The phrase “White Buddhism” is being used to identify a particular ideology, in just the same way that “free market capitalism” might be used to identify a particular ideology. This is why the orthography is “White” and not “white.”
As an ideological system it is not a well-bounded set, but rather a set of mutually supportive ideas with fuzzy boundaries. It is the consequence of the mutual support of the system that one specific idea can be replaced with another with little or no disruption to the system as a whole. The new idea is integrated into the place and function of the one displaced. (Okay, yes, if you’ve encountered it, do think “Indra’s Net.”)
As an ideological system, it is not identical with a social category, such as race: “White” is not “white.”
As an ideological system, it is not identical with a social category, such as class: “White” is not “upper middle class.”
And yes, reflexively, social categories are themselves social constructs and can serve in ideological systems.
As an ideological system it does not, and indeed cannot identify any particular individuals, or groups, or institutions. Individuals and groups and institutions may hold or embrace or promote the ideology. Just as individuals and groups and institutions may hold or embrace or promote “free market capitalism.”
Because they generally arise in the service of the interests of some particular group over those of another group, ideological systems—even those that declare equality a central tenet—can be used in an oppressive fashion.
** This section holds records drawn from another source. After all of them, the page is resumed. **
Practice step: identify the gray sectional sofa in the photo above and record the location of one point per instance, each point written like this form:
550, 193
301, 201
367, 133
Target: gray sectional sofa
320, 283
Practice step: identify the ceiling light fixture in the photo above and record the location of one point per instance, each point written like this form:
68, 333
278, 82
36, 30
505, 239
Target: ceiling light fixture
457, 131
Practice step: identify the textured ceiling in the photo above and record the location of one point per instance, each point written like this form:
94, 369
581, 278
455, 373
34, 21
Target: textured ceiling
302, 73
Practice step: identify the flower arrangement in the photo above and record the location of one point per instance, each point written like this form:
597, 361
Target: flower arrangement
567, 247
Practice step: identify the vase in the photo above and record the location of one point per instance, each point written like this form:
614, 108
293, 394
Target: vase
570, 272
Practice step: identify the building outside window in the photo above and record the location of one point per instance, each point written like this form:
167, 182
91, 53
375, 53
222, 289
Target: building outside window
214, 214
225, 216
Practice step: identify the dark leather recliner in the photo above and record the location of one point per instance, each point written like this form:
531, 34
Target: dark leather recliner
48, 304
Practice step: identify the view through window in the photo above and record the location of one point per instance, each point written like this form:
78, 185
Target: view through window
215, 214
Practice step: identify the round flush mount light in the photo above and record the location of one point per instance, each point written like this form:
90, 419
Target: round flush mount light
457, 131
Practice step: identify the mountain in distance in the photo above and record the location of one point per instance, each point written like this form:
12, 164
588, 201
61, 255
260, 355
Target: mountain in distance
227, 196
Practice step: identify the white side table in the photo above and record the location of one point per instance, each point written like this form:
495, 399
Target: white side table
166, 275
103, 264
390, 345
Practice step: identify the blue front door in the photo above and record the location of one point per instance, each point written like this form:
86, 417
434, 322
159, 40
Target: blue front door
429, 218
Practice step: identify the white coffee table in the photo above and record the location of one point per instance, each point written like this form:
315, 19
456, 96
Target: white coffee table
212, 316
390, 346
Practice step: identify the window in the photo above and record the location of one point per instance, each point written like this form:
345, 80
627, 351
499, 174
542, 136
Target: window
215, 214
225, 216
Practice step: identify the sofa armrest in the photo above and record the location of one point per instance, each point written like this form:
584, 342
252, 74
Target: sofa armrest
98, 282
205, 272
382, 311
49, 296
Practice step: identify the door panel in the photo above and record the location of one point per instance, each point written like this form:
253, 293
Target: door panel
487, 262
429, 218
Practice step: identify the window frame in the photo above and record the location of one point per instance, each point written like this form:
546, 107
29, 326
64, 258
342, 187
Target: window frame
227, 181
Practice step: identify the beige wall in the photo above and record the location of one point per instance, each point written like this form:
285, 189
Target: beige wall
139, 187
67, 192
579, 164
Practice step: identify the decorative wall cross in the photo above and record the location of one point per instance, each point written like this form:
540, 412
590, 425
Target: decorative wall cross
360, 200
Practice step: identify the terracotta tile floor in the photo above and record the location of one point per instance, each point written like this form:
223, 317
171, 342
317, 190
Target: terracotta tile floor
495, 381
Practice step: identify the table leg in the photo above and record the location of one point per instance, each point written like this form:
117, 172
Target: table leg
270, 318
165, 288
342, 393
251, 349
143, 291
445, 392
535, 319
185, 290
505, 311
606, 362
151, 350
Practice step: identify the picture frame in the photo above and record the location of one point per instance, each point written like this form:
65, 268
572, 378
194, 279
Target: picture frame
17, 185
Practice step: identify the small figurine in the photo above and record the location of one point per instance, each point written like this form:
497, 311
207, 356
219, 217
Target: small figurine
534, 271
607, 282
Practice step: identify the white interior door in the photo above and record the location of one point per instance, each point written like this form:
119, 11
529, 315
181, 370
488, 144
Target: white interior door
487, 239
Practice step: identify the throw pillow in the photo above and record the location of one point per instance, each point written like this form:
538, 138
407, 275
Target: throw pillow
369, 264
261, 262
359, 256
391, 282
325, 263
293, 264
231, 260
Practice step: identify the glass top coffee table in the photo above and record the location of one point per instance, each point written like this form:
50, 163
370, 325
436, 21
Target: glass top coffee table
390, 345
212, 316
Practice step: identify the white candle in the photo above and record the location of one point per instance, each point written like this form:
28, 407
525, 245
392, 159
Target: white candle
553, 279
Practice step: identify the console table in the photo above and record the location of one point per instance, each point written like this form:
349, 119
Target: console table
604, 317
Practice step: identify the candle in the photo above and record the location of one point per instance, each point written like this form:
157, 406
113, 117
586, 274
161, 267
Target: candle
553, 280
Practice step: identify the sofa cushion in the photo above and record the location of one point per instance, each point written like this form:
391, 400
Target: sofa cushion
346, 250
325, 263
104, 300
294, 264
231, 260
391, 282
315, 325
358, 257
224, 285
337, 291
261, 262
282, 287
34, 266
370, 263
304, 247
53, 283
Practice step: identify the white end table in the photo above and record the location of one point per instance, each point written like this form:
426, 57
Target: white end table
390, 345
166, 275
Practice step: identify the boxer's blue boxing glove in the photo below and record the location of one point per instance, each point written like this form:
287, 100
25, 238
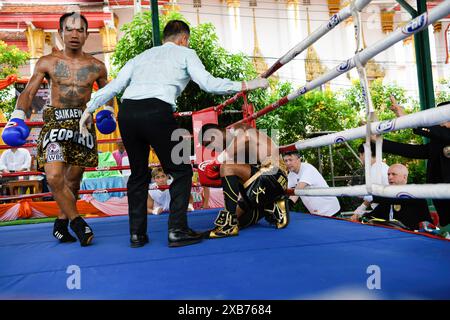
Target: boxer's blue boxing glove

The preceding paragraph is carefully worded so as to indicate that it is not the ideological system that is somehow inherently oppressive, but rather its deployment in social relations by individuals and groups. In this regard, however, one may wish to invoke the distinction between sins of omission and sins of commission. The source analogy is that white privilege is as much about omission as it is commission.
Although values and value judgements may be included within the system, ideological systems per se are value neutral. It is in their use and the consequences of that use that allow for value judgements, which are of course always comparative, the comparison being made against some other ideological system.
An example: an ideological system structured around karma and rebirth as central elements may be used either to promote universal love, compassion and kindness toward all living beings (“all living beings have been your mother and father in past lives”), or to promote exclusion and denial of the handicapped or diseased (“it is a consequence of the bad karma of their past lives and they need to suffer to work it off”). I have labeled this “the indefinite malleability of doctrine.”
And yes, the suggestion for this category name as a way of identifying and asserting the coherence of a particular ideological system arises out of my own experience and personal history. That, however, neither supports nor refutes the category as such. Considering it to do so is to engage in an ad hominem fallacy, whether positively or negatively.
Oh and finally, yes, I do know that I’m not able to issue deity-like mandates. This is a suggestion for what I believe to be a useful tool for thinking about a particular way that Buddhism is currently being thought about. And finally finally, yes, it’s neither a perfect nor universal tool.